EOI coverage — verified, no missing signed EOI. Of 255 interests, 48 are EOI-signed; every one resolves to a recoverable PDF:

  1. ~38 via documensoIDEnvelope.secondaryId='document_'||id → completed PDF (+ curated copy in client-portal/EOIs/<name>/).
  2. ~10 old LOI-process deals (no documensoID, LOI=Signing Complete) → EOI_Document attachment in the database bucket.
  3. 3 via explicit S3_Documenso_Pathclient-portal/EOIs/.

Backfill order per deal: prefer the curated client-portal/EOIs/ copy → fall back to Documenso (by secondaryId) → then the NocoDB database attachment. Each → store via getStorageBackend()files+documents rows → ensureEntityFolder. Still run a file↔deal reconciliation to flag orphan EOI files + confirm each envelope PDF actually downloads.

  1. Berth PDFs: client-portal/Berth-PDFs/ (114) → berth_pdf_versions (mooring parsed from filename).
  2. Receipts / business cards: NOT in client-portal — likely in forms/ images/directus buckets (OpnForm uploads). Hunt only if wanted.
  3. Unresolved → manual-review CSV.

⚠ Crossover gate — in-flight Documenso signings

Documenso currently holds 6 PENDING (sent, awaiting signature) + 6 DRAFT envelopes (of 58 total; 46 COMPLETED). PENDING: Thomas Nemic (2026-02-04), Davy Morée (2025-11-28), Matthew Ciaccio (2025-11-24), Ben Sturge (2025-10-11), Van der Merwe (2025-10-02), Charles Davis (2025-08-22) — most stale/likely abandoned, only one from 2026. Before the Documenso upgrade/crossover, review these: void the dead ones, let any genuine one finish — don't strand an active signature.

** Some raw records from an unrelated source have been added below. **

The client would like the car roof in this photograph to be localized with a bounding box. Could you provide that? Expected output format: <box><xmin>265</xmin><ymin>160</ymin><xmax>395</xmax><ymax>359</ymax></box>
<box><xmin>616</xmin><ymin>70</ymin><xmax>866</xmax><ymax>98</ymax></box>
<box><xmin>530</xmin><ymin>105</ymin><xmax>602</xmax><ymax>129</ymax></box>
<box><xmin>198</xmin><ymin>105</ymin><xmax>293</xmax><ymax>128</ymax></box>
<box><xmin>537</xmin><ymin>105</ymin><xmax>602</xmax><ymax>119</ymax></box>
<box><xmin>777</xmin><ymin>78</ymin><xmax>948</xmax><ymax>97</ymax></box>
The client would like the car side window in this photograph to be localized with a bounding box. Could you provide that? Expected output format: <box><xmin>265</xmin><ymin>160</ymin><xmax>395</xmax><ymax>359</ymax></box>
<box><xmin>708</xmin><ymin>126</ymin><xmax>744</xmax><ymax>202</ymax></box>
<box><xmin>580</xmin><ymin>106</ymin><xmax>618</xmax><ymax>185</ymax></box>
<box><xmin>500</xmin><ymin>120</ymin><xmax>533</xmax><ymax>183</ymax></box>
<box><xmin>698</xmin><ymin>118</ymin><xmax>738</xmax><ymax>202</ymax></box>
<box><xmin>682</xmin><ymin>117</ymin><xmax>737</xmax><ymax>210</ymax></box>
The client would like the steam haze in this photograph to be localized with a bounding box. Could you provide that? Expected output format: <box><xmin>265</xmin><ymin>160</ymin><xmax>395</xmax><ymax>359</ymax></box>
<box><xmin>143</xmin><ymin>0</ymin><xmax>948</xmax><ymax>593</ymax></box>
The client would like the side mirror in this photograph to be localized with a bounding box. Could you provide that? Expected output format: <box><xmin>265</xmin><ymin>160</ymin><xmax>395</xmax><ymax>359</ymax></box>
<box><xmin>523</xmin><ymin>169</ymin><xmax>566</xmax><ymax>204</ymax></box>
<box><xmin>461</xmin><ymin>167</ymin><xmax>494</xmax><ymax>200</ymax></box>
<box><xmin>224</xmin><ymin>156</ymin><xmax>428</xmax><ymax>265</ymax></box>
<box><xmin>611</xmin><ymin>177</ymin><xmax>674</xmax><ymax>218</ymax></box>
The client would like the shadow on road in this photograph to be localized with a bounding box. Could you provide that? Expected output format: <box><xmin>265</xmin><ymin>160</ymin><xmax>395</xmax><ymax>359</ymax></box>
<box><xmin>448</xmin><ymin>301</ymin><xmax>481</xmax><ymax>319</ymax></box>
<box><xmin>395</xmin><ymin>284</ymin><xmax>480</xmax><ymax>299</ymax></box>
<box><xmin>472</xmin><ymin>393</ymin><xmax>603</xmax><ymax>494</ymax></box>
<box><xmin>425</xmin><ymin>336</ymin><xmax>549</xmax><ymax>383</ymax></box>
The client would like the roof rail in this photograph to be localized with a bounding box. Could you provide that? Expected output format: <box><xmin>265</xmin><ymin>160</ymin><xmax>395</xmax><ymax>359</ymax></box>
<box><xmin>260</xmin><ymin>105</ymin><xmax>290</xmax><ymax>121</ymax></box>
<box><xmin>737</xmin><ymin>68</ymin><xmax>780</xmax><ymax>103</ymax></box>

6. Verification & reconcile

Validated run (2026-06-01, extract-nocodb.ts): 255 interests → 232 unique clients (1.10×; 21 with >1 deal roll up correctly), 39 yachts, 84 deal↔berth links (12 multi-berth), 63 notes. Stages 8→7: qualified 171 · eoi 51 · nurturing 30 · reservation 2 · contract 1. EOI coverage 48/48 resolvable. Signing state (Documenso-authoritative): signed 48 · awaiting_signature 3 (interests 581/633/639 → migrate as "awaiting" + keep envelope link + display pending) · none 204. Duplicate review: 1 exact-name (Etiennette Clamouze ×2), 0 fuzzy. Residential 45→35. Expenses 165 (0 parse fails). Output → private/migration-output/ (gitignored).

In-flight signing display: the 3 awaiting_signature deals load with the interest's EOI state = sent/awaiting + the Documenso envelope linked, so the new CRM's webhook/poll completes them and the UI shows "Waiting for signatures." Reconcile the 6 Documenso PENDING: 3 link to deals (in-flight above); 3 are abandoned re-sends of already-signed deals → void-review before crossover.

Remaining: spot-check 5 deals end-to-end after load.

7. Deliverables (scripts/migration/)

  • probe-minio.ts — bucket inventory (Phase 2 sizing; answers "are the business cards there?").
  • extract-nocodb.ts — read the snapshot, emit normalized JSON per entity.
  • transform-load.ts — dedup + map + load via service helpers, idempotent.
  • backfill-documents.ts — Phase 2 EOI/PDF/receipt backfill.
  • reconcile.ts — final report.

8. Decisions locked (2026-06-01)

  • Scope = the 2 active bases only; 9 others excluded; email/Keycloak out.
  • Extract via read-only pg_dump snapshot (done).
  • No company entities (legacy has none).
  • Idempotent, keyed on legacy_nocodb_id.